Er bestaan intussen andere technieken, maar daar staan nog veel vraagtekens bij. In dat kader maakte het VCM vorig jaar de visienota Transitie in de mestverwerking op. Dirk Denorme: “In de visienota halen we onder meer aan dat de technische en financiële haalbaarheid van de nieuwe technieken voor nutriëntenrecuperatie onvoldoende gekend zijn. Bovendien moeten we ook de marktsituatie, de wetgeving en de duurzaamheidscriteria evalueren. Hoe staat het met de bodem-, lucht- en waterkwaliteit? Hoe groot is de koolstofvoetafdruk? De nota geeft aan waar we staan, waar we naartoe willen én welke hindernissen er nog zijn.”
Waterkwaliteit garanderen
Het belang van de Vlaamse mestverwerking is een gevolg van de zorg voor een goede waterkwaliteit. In 1991 stelde Europa de Nitraatrichtlijn op om de waterkwaliteit in onze waterlopen te garanderen.

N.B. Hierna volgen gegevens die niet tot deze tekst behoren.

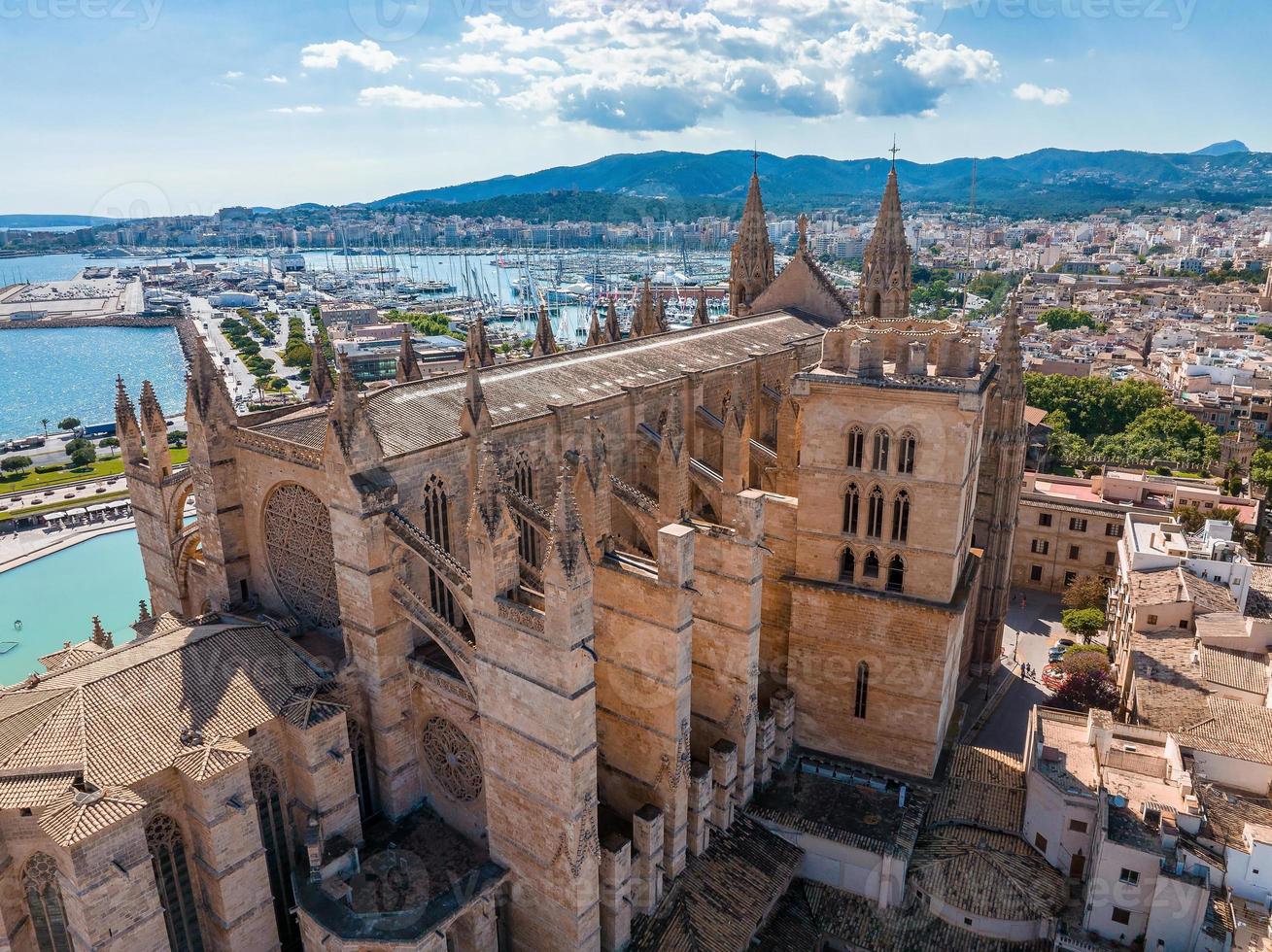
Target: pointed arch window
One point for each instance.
(176, 884)
(851, 509)
(856, 448)
(847, 565)
(880, 450)
(874, 514)
(364, 777)
(897, 575)
(906, 454)
(267, 794)
(859, 705)
(45, 903)
(871, 568)
(901, 516)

In Vlaanderen mogen landbouwers daardoor jaarlijks nog maximaal 170 kilogram stikstof uit dierlijke mest per hectare gebruiken. Het aanbod aan dierlijke mest in Vlaanderen is uiteraard groter, maar ook de plantenbehoefte is groter dan die norm. Het Vlaamse mestoverschot wordt op een oordeelkundige manier verwerkt, zodat een evenwichtig gebruik van nutriënten in de landbouw mogelijk blijft en uitspoeling van nitraten naar het oppervlakte- en grondwater wordt voorkomen. Anderzijds vullen landbouwers de hogere nutriëntenbehoefte van de gewassen aan met kunstmest.
Nutriënten recupereren
Innoverende mestverwerkingstechnieken zullen in de toekomst nutriënten kunnen recupereren uit dierlijke mest. Dat zal ook de vraag naar nutriënten uit eindige bronnen, zoals fosfor, helpen verminderen. Fosfor is een schaarse grondstof die een cruciale rol speelt in de productie van veevoeder en de bemesting van planten voor menselijke voeding. Met een groeiende wereldbevolking is het belangrijk dat we gebruikte fosfor maximaal recupereren uit dierlijke mest. De sector zoekt daarom naarstig naar geschikte technieken.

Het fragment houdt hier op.